[BioPython] Bio.Medline parser

Sat Aug 2 08:18:11 EDT 2008

On Sat, Aug 2, 2008 at 11:35 AM, Michiel de Hoon <mjldehoon at yahoo.com> wrote:
> Hi everybody,
>
> For bug #2454:
>
> http://bugzilla.open-bio.org/show_bug.cgi?id=2454
>
> I was looking at the parser in Bio.Medline, which can parse flat files
> in the Medline format. For an example, see Tests/Medline/pubmed_result2.txt:
>
> http://cvs.biopython.org/cgi-bin/viewcvs/viewcvs.cgi/biopython/Tests/Medline/pubmed_result2.txt?rev=1.1&cvsroot=biopython&content-type=text/vnd.viewcvs-markup
>
> I would like to suggest some changes to this parser.
>
> Currently, it works as follows:
>
>>>> from Bio import Medline
>>>> parser = Medline.RecordParser()
>>>> handle = open("mymedlinefile.txt")
>>>> record = parser.parse(handle)
>
> or, to iterate over a bunch of Medline records:
>
>>>> from Bio import Medline
>>>> parser = Medline.RecordParser()
>>>> handle = open("mymedlinefile.txt")
>>>> records = Medline.Iterator(handle, parser)
>>>> for record in records:
> ...     # do something with the record.
>
> I'd like to change these to
>
>>>> from Bio import Medline
>>>> handle = open("mymedlinefile.txt")
>>>> record = Medline.read(handle)
>
> and
>
>>>> from Bio import Medline
>>>> handle = open("mymedlinefile.txt")
>>>> records = Medline.parse(handle)
>>>> for record in records:
> ...     # do something with the record.
>
> respectively.

+1 (I agree)
That would fit with our recent parser changes, and consistency is good :)

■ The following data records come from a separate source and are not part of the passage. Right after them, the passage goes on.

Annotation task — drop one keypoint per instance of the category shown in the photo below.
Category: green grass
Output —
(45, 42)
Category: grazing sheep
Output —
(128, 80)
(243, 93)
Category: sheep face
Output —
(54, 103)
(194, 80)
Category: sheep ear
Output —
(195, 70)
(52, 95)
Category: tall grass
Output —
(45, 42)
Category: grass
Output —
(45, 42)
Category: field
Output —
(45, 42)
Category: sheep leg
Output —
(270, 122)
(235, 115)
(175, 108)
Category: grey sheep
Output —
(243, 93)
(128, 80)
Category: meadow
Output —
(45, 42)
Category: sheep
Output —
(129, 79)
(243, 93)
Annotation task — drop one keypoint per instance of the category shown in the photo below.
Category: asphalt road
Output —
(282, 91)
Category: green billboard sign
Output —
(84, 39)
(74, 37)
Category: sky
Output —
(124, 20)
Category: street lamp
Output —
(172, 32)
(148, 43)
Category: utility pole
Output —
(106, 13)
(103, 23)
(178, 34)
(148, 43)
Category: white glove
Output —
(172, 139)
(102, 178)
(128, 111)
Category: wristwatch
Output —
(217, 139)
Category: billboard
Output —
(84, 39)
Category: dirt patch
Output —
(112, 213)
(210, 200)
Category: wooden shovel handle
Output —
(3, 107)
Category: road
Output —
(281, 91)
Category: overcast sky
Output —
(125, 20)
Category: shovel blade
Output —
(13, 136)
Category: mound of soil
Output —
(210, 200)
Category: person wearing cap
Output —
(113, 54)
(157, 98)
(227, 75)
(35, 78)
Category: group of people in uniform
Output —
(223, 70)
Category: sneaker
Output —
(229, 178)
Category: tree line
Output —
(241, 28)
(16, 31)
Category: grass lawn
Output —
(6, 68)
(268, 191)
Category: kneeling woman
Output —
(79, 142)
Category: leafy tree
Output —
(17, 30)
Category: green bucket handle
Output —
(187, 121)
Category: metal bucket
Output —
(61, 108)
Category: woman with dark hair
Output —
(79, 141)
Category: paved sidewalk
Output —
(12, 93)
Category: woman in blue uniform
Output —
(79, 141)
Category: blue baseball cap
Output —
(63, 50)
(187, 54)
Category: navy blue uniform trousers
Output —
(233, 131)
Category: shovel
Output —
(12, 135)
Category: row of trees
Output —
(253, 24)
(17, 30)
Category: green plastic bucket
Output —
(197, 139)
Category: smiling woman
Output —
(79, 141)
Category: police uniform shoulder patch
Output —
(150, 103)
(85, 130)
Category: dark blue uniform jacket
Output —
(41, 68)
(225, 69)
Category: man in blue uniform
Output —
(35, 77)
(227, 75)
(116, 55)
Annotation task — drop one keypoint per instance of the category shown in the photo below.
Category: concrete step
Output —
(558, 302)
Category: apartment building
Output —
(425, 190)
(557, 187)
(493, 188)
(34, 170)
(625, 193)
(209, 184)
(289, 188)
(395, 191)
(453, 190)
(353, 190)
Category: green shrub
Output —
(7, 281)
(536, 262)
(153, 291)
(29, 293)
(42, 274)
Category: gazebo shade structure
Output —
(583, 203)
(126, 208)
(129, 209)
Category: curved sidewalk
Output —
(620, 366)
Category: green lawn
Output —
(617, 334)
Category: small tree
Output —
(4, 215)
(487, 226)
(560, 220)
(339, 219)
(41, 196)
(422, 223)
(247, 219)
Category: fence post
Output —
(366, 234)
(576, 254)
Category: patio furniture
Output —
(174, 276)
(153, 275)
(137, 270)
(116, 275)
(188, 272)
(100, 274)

> In addition, currently the fields in the Medline file are stored as attributes of the record. For example, if the file is
>
> PMID- 12230038
> OWN - NLM
> STAT- MEDLINE
> DA  - 20020916
> ...
>
> then the corresponding record is
>
> record.pubmed_id = "12230038"
> record.owner = "NLM"
> record.status = "MEDLINE"
> record.entry_date = "20020916"
>
> I'd like to change two things here:
>
> 1) Use the key shown in the Medline file instead of the name to store each field.
> 2) Let the record class derive from a dictionary, and store each field as a key, value pair in this dictionary.
>
> record["PMID"] = "12230038"
> record["OWN"]  = "NLM"
> record["STAT"] = "MEDLINE"
> record["DA"]   = "20020916"
> ...
>
> This avoids the names that were rather arbitrarily chosen by ourselves,
> and greatly simplifies the parser. The parser will also be more robust if
> new fields are added to the Medline file format.

One downside of this is that the user then has to go and consult the
file format documentation to discover "DA" is the entry date, etc.  In
some cases the abbrevations are probably a little unclear.  I would
find code using the current named properties easier to read than the
suggested dictionary based approach which exposes the raw field names.

Also, could you make the changes whiling leaving the older parser with
the old record behaviour in place (with deprecation warnings) for a
few releases?  This would allow existing user's scripts to continue as
is with (but with a warning).

> Currently there is very little information on the Medline parser in the
> documentation, so I doubt it has many users. Nevertheless, I wanted
> to check if anybody has any objections or comments before I implement
> these changes.

I think the first addition (read and parse functions) is very
sensisble, but I am not sure about the suggested change to the record
behaviour.

Peter